This is becoming a remarkably persistent meme on these boards, and
it's high time that people stopped repeating it.  It is quite clearly
false, as you can see by, heh, reading the licenses:

CDDL 3.1: Any Covered Software that You distribute or otherwise make
          available in Executable form must also be made available in
          Source Code form and that Source Code form must be
          distributed only under the terms of this License.

GPL 2.b: You must cause any work that you distribute or publish, that
         in whole or in part contains or is derived from the Program
         or any part thereof, to be licensed as a whole at no charge
         to all third parties under the terms of this License.

Note that these requirements are incompatible for software the derives
simultaneously from CDDL-licensed and GPL-licensed programs.  The GPL
requires that derived works be licensed under the GPL, and the CDDL
requires that "Covered Software" [*] be licensed under the CDDL.

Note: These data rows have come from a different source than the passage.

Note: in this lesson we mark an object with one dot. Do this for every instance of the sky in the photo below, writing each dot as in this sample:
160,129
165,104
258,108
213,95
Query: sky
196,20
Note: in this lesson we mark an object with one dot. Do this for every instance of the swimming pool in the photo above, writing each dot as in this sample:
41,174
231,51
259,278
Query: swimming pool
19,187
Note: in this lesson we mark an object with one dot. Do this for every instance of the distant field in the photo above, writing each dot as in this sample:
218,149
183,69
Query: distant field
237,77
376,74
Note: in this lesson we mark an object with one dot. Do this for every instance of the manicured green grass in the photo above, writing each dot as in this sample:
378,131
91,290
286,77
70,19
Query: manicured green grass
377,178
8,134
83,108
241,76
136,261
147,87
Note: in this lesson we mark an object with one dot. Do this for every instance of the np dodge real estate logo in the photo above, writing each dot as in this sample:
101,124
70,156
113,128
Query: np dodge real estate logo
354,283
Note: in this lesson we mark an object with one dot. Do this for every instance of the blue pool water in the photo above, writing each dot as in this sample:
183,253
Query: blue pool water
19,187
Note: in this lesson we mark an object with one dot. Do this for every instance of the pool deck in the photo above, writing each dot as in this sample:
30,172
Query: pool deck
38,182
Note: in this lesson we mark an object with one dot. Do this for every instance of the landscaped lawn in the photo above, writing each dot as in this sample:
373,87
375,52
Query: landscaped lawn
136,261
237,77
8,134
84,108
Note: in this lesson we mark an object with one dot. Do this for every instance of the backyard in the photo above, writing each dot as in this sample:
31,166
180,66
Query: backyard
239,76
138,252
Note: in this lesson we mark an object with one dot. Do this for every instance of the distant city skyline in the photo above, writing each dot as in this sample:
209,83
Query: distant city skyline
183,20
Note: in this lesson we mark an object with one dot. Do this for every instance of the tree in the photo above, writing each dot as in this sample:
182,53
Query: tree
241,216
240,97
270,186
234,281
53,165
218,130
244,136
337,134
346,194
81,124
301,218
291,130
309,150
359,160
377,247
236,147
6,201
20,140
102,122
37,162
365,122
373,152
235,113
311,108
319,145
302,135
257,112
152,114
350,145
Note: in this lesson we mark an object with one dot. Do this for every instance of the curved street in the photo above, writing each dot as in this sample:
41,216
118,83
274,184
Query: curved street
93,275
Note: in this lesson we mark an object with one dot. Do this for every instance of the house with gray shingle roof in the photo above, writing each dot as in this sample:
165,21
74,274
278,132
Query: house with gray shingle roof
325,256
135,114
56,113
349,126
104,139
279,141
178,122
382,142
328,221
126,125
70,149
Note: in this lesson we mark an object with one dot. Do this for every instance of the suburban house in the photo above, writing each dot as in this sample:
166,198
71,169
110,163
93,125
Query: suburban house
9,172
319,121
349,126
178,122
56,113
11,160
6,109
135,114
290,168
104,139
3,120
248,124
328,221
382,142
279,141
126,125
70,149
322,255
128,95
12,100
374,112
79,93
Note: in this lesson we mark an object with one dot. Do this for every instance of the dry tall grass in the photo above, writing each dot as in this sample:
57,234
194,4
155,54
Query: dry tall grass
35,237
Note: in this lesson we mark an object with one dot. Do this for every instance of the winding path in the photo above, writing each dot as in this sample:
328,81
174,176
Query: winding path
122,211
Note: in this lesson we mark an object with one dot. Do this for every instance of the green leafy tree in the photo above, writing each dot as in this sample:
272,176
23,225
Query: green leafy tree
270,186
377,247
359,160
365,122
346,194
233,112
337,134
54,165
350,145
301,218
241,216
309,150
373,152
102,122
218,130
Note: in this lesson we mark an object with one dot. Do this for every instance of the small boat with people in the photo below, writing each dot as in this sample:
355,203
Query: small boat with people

* "Covered Software" means (a) the Original Software, or (b)
  Modifications, or (c) the combination of files containing Original
  Software with files containing Modifications, in each case including
  portions thereof.

Since the developer making the derived work isn't capable of changing
the license of the original parts, these requirements cannot be
simultaneously fulfilled.  End of game.

But note that these requirements are SYMMETRICALLY incompatible.  It
is not the "fault" of either license.  In fact they say essentially
the same thing.

So stop with the pathetic FUD and start reading your licenses before
flaming about them.  Sun could have included an exception for the GPL
(as did the MPL 1.1, from which the CDDL is derived) but they clearly
chose not to for political reasons.  The GPL, which was written back
when "Solaris" was the product name of a BSD variant everyone called
SunOS, can't reasonably be expected to have forseen this kind of
conflict.  Maybe GPL v.3 will include something to handle linkage
against other copyleft licenses; you'll have to ask the FSF.